Soledad O’Brien, Peter King battle over 'apology'

Sep 17, 2012 Issues: Counterterrorism

Politico -- by Katie Glueck

New York Rep. Peter King and CNN’s Soledad O’Brien sparred Monday over whether President Barack Obama went abroad on an “apology tour” - as some Republicans have characterized it - after taking office.

“Never once in that speech, as you know…I have the speech right here…he never once used the word ‘apology,’” O’Brien said, referring to Obama’s 2009 address in Cairo. “He never once said, ‘I’m sorry.’”

“He didn’t have to,” King shot back. “Any logical reading of that speech, or the speech he gave in France, where he basically said that the United States can be too aggressive.”

O’Brien interrupted, offering the date of that speech—“April 3, 2009”—and adding, “but that’s not apology.”

“He was overseas, criticizing American officials and the CIA and others,” said King, chairman of the House Homeland Security Committee. “When he says that we lost our ideals—these are the people who kept us safe for eight, nine years against Islamic terrorists.”

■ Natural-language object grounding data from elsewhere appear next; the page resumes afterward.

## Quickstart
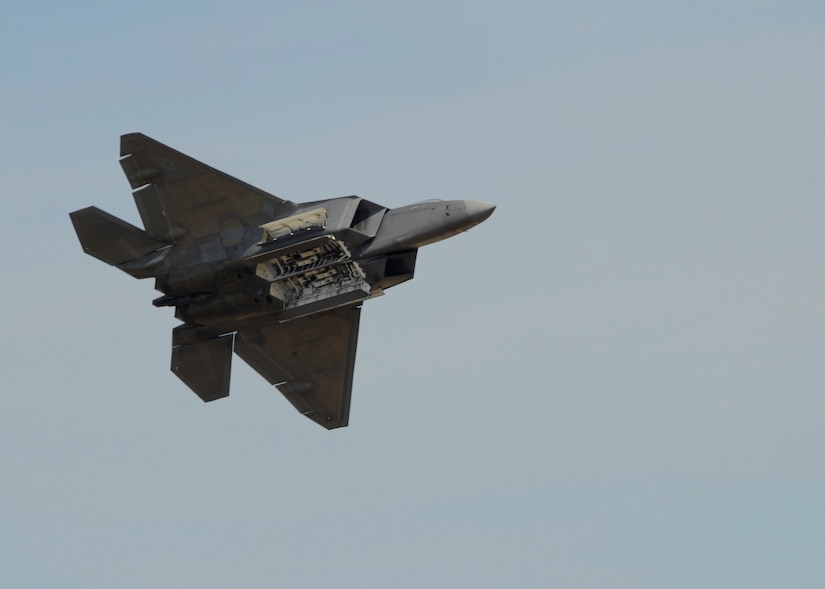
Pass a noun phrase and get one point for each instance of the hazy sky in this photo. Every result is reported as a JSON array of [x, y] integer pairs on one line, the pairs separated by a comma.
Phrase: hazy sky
[[617, 381]]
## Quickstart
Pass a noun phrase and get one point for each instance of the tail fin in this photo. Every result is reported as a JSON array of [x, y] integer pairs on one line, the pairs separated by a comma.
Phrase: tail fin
[[205, 366], [113, 240]]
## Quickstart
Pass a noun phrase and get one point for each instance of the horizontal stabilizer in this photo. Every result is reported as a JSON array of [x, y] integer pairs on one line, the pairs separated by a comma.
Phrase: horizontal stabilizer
[[112, 240], [205, 367]]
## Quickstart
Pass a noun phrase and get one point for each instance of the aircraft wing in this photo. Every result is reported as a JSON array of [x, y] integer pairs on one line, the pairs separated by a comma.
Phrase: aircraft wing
[[182, 200], [310, 360]]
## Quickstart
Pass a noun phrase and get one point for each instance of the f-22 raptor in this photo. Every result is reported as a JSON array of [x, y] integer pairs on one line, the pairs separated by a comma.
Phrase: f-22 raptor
[[279, 283]]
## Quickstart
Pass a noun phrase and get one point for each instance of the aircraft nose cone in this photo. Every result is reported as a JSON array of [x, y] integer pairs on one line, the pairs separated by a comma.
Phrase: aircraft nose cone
[[478, 210]]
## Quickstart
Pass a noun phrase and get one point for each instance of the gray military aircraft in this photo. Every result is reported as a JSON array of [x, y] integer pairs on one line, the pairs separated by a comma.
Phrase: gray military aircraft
[[278, 282]]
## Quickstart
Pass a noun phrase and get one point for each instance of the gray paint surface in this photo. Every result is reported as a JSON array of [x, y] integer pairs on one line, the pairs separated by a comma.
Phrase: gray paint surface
[[644, 407], [288, 278]]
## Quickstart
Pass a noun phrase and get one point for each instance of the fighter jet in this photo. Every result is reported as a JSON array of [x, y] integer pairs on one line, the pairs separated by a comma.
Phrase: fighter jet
[[279, 283]]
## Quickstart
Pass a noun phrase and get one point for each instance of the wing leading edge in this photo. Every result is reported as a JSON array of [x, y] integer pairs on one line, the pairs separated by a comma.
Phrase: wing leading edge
[[182, 200], [311, 360]]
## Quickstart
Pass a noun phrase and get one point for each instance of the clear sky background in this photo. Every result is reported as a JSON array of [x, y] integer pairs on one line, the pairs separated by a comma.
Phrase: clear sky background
[[616, 381]]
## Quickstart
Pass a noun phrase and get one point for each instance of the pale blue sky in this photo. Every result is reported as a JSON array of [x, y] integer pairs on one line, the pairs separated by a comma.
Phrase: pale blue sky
[[616, 381]]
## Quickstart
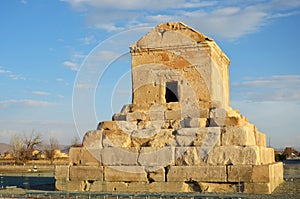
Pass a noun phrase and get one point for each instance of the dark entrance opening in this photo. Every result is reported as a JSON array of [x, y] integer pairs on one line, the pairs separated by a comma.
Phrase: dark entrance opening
[[171, 92]]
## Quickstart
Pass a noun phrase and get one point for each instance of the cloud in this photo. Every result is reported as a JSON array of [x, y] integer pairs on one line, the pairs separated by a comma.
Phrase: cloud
[[87, 40], [274, 88], [73, 66], [85, 86], [25, 103], [11, 75], [41, 93], [223, 19]]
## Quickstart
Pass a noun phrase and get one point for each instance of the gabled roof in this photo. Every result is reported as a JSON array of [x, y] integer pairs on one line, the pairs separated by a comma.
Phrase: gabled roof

The CNN host, brandishing copies of Obama’s speeches, said, “I’m trying to find the words, ‘I’m sorry,’ ‘I apologize,’ in any of those speeches.”

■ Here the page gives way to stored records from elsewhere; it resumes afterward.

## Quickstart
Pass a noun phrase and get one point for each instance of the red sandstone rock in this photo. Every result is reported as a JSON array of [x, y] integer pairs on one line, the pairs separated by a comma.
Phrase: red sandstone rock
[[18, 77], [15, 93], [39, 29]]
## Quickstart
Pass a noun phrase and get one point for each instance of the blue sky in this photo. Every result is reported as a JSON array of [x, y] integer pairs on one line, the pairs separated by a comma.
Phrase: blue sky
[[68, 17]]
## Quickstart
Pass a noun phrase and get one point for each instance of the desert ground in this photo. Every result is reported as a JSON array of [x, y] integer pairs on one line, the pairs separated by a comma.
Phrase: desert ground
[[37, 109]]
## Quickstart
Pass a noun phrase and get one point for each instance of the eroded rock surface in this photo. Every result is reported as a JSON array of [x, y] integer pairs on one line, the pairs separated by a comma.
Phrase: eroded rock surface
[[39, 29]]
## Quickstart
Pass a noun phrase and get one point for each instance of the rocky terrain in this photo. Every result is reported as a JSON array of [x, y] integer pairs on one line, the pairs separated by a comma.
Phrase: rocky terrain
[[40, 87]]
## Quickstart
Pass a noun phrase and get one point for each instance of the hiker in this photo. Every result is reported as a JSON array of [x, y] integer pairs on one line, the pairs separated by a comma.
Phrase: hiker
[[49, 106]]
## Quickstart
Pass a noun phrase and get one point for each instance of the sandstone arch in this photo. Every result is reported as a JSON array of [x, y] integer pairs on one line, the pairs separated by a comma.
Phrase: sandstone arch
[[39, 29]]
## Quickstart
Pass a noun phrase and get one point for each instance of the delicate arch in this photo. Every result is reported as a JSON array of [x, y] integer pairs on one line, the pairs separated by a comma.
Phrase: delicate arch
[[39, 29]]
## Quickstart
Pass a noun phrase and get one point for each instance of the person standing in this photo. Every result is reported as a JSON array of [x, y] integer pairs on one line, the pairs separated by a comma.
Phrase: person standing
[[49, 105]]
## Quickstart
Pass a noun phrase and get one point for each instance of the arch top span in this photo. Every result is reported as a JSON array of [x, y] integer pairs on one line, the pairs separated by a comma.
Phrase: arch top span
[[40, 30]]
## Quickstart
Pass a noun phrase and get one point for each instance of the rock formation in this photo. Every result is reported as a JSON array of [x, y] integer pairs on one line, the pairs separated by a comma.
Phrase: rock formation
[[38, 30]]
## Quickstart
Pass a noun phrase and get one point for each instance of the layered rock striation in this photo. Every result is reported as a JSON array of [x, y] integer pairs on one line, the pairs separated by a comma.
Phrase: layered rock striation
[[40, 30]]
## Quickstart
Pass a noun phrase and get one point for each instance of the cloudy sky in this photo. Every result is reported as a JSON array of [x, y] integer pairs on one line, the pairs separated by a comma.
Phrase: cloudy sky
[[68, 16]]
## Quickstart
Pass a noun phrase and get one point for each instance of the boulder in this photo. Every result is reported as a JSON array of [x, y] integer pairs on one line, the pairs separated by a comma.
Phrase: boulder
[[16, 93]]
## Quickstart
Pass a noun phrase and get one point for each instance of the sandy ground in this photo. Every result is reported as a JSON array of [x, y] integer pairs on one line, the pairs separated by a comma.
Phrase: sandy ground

She added that the website Factcheck.org has debunked the notion that the president went on an “apology tour.”

“I don’t care what Factcheck says,” King said.

“They’re a fact-checker!” O’Brien said. “You may not care, but they’re a fact-checker.”

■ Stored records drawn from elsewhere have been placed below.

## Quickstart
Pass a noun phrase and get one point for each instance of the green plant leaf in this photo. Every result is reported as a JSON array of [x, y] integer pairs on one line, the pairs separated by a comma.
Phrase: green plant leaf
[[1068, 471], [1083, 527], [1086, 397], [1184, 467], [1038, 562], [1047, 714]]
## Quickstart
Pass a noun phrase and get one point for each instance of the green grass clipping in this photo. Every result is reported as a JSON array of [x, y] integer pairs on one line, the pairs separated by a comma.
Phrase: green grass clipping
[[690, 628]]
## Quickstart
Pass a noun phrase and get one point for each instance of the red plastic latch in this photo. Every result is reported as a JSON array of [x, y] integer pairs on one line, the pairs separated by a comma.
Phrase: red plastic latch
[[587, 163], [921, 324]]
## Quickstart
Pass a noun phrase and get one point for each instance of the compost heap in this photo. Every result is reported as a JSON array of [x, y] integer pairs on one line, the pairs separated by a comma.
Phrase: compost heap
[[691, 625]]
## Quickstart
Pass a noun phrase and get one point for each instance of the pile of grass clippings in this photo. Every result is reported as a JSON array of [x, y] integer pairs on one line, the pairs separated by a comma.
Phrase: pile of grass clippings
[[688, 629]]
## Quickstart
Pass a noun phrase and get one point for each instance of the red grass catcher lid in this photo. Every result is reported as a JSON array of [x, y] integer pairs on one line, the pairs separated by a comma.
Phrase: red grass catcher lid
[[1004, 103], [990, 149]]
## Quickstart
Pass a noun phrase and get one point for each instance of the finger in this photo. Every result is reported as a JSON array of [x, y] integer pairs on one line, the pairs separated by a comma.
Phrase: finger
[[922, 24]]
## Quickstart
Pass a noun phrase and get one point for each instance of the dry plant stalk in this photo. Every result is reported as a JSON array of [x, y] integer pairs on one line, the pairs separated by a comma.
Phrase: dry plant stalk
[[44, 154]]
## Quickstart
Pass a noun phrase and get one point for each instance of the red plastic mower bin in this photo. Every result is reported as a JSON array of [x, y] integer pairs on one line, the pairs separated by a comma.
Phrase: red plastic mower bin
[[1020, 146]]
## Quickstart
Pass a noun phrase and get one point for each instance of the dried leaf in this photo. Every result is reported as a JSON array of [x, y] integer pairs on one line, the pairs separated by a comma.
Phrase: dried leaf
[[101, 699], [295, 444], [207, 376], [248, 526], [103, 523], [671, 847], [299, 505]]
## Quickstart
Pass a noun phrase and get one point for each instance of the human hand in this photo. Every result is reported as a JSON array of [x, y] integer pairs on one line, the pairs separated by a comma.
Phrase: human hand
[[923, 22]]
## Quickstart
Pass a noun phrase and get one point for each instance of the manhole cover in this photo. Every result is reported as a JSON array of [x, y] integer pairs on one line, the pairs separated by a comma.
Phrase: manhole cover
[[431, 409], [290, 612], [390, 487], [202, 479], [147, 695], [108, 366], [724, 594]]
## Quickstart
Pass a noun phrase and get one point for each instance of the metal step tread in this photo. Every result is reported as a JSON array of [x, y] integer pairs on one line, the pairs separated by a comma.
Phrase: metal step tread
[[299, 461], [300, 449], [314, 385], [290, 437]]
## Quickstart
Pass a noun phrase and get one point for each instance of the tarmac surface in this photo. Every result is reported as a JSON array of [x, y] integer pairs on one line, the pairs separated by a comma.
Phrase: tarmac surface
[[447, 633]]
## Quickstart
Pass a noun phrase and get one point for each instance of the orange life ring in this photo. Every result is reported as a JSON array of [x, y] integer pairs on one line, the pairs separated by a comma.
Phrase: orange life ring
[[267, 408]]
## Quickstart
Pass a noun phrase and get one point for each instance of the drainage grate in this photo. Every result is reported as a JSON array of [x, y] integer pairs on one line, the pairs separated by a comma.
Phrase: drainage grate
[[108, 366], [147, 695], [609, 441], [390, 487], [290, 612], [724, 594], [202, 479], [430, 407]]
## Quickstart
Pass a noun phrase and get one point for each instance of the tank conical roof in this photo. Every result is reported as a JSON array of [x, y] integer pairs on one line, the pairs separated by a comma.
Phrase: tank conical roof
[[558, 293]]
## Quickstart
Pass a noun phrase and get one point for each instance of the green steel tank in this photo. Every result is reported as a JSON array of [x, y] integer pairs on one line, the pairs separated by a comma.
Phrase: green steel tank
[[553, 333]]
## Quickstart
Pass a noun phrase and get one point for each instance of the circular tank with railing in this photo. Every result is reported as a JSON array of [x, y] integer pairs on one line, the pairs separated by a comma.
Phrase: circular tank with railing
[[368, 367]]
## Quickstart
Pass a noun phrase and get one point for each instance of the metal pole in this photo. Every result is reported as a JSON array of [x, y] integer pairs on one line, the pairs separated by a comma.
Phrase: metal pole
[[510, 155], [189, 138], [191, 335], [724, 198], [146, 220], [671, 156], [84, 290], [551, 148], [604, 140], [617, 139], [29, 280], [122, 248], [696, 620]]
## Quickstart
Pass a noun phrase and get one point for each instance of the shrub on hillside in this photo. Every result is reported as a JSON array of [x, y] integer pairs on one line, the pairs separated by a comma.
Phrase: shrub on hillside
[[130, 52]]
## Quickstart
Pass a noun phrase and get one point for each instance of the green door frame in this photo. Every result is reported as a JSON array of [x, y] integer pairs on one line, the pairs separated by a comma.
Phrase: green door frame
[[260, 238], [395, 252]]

King again stressed context.

“Any common-sense interpretation of those speeches, the president’s apologizing for the American position,” he said. “That’s the apology tour. That’s the way it’s interpreted in the Middle East. If I go over there and say that the U.S. has violated its principles, that the United States has not shown respect for Islam, that’s an apology. How else can it be interpreted?”

O’Brien had a different—and heated—interpretation.

“I think plenty of people are interpreting it as a nuanced approach to diplomacy, is how some people are interpreting it,” she said. “So I don’t think everybody agrees it’s apology.”

“I don’t interpret it that way,” King said.

“Well, clearly,” O’Brien interrupted again.

“More important,” King continued, “our enemies don’t interpret it that way.”

“Well, I don’t know that that’s necessarily the case,” O’Brien said. “I think that’s what we’re trying to figure out.”

There, King conceded, she had a point.

“I think it is,” he said. “That’s where we have an honest difference of opinion.”